After eagerly emailing my fiancee and fellow blogger that I was "part of the club" or somesuch phrasing, I realized that I am writing no code myself, nor am i taking the countless hours it must to maintain all the html and whatnot involved with web design. That I, in fact, am what we in the old school used to call a "Poser." (Or poseur, for all you technical people.)

I am prepared to acknowledge and accept the fact that I have no web skills, that my ostensible code prowess is mere smoke and mirrors, and that the real magic comes from the fun folks at www.blogger.com (BLATANT PLUG). So thank Blogger.com (2nd BLATANT PLUG) and think of them for all your internet weblogging needs.

Why am i blatantly plugging Blogger.com (3rd BLATANT PLUG)? Why not Coke or Microsoft? Because I truly care about Blogger.com (SEND CASH) and I'm not trying to namedrop big corporations like Hewlett Packard and Nike in the hopes of monetary compensation or free merchandise (shoe size=15.5)!!! My motives are pure. Shame on all of you.

What was I saying? Oh, yeah, no skills. I fully deny ever having web-skills and now and forever doff the hat to those that do, like my illustrious and incredibly hot fiancee. So there.

Please give me money. Thanks.
Sometimes I just have to shake my head at myself...

Is it pathetic and sad that I feel absolutely giddy after seeing my blog up and running for the first time? I think so. But who cares!!!
Dateline--Houston, 4:18 p.m. Instead of grading papers or creating a cruel grammar test for my abundantly lazy tenth grade classes, I sit here, adding one more shovel-full of personal opinion to the rotting rubbish pile that the kids call the Web. I'm hoping that this blog will be moderately interesting for the three of you who read it regularly. If it's not, humor me. At any rate, it's better than working.
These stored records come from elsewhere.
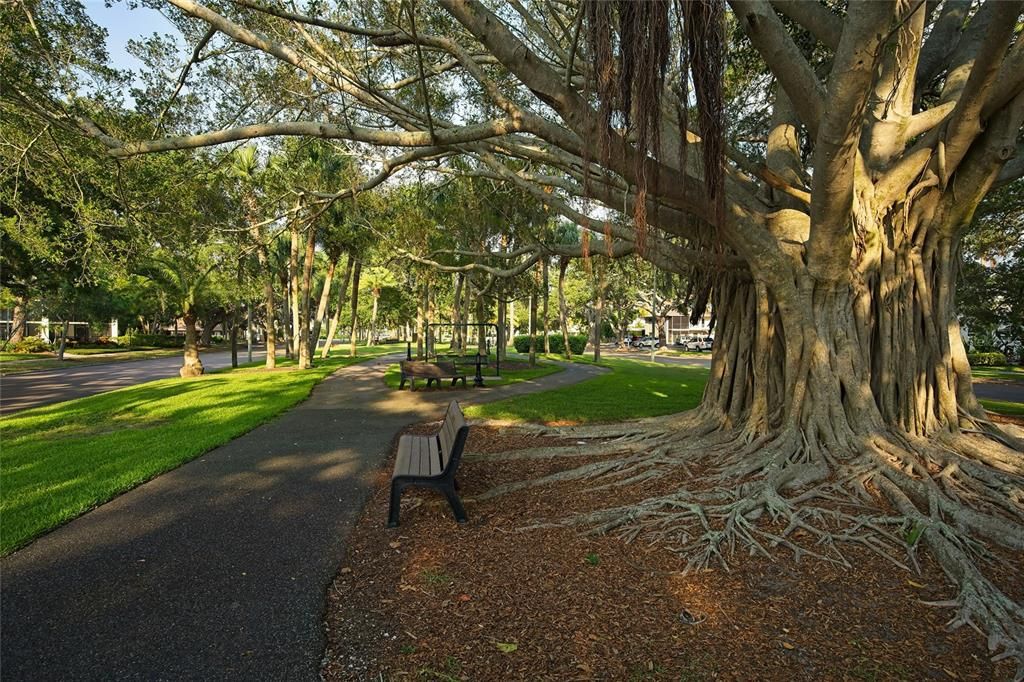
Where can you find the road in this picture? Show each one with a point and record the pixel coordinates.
(32, 389)
(1012, 391)
(37, 388)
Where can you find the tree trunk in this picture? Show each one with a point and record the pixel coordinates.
(421, 326)
(336, 317)
(286, 312)
(193, 367)
(376, 293)
(563, 264)
(19, 320)
(458, 342)
(64, 340)
(598, 312)
(532, 329)
(322, 305)
(500, 341)
(546, 294)
(353, 328)
(268, 307)
(305, 349)
(235, 336)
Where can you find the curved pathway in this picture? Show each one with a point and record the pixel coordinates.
(218, 569)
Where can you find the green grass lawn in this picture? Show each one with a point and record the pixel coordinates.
(393, 376)
(8, 357)
(1009, 372)
(61, 460)
(631, 390)
(1004, 407)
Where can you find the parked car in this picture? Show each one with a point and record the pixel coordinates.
(699, 343)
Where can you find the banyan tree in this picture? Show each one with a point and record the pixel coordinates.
(840, 402)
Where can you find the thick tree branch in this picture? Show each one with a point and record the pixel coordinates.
(821, 22)
(776, 47)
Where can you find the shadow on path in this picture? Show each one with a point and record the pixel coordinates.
(218, 568)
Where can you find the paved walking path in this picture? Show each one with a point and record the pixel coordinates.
(218, 569)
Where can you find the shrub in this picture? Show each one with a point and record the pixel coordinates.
(578, 343)
(31, 344)
(986, 359)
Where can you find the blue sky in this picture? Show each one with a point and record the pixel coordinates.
(122, 25)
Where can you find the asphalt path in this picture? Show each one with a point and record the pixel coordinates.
(1012, 391)
(219, 569)
(31, 389)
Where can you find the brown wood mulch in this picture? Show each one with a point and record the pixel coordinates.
(432, 600)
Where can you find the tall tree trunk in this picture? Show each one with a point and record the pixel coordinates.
(286, 312)
(598, 312)
(235, 336)
(336, 317)
(193, 366)
(64, 340)
(322, 305)
(563, 264)
(501, 330)
(532, 329)
(421, 322)
(19, 318)
(354, 327)
(294, 296)
(546, 293)
(268, 306)
(376, 293)
(458, 342)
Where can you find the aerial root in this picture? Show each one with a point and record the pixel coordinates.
(764, 494)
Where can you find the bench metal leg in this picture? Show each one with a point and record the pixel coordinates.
(457, 508)
(393, 507)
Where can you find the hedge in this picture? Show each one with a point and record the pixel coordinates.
(31, 344)
(986, 359)
(578, 343)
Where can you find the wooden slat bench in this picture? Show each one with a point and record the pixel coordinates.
(430, 461)
(413, 370)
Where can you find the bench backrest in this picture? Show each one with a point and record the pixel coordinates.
(452, 437)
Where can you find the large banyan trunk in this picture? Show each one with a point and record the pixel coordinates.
(193, 365)
(834, 414)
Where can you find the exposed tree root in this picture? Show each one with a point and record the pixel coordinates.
(956, 496)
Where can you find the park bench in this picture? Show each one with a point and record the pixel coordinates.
(430, 461)
(413, 370)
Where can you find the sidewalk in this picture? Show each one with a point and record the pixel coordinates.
(218, 568)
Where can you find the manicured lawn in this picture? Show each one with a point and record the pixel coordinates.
(1004, 407)
(61, 460)
(393, 376)
(1008, 372)
(631, 390)
(39, 361)
(7, 357)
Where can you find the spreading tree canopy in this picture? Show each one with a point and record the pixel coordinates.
(811, 167)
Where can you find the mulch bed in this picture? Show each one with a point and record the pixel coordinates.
(493, 601)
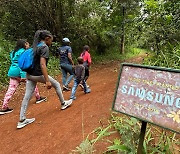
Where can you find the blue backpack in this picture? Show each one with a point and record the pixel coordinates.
(26, 60)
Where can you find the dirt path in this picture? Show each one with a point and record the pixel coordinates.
(56, 131)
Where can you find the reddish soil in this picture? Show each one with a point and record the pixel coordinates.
(57, 131)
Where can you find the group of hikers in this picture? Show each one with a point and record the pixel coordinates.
(38, 73)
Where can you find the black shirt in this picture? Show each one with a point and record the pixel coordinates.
(42, 51)
(79, 72)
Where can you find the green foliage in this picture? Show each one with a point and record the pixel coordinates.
(169, 57)
(156, 140)
(5, 48)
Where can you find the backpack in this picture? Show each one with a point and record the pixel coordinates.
(26, 60)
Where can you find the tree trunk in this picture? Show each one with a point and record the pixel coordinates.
(123, 31)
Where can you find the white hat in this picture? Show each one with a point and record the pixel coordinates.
(66, 40)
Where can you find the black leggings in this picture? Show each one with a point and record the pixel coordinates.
(86, 73)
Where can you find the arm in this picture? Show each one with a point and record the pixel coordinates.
(70, 58)
(83, 73)
(89, 59)
(44, 71)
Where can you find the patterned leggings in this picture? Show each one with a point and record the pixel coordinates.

I have high standards to live up to, you know. I've been cruising around, checking out other people's blogs, and I have gotten more and more convinced that I will never be as witty as some of you. But I press on, tongue firmly planted in cheek, hoping that amusement will result from my many labors.

For you who are visiting for the first time, welcome and thank you. I promise that I'll be more inspiring or entertaining next time. So to make up for my less-than-impressive first showing, I suggest you check out Feeling is Mutual and Blather. I enjoy them quite a bit. FiM, I'm a bit more partial to, however. That's what happens when you're engaged to the person blogging.

Anywho, thanks for stopping by, come again.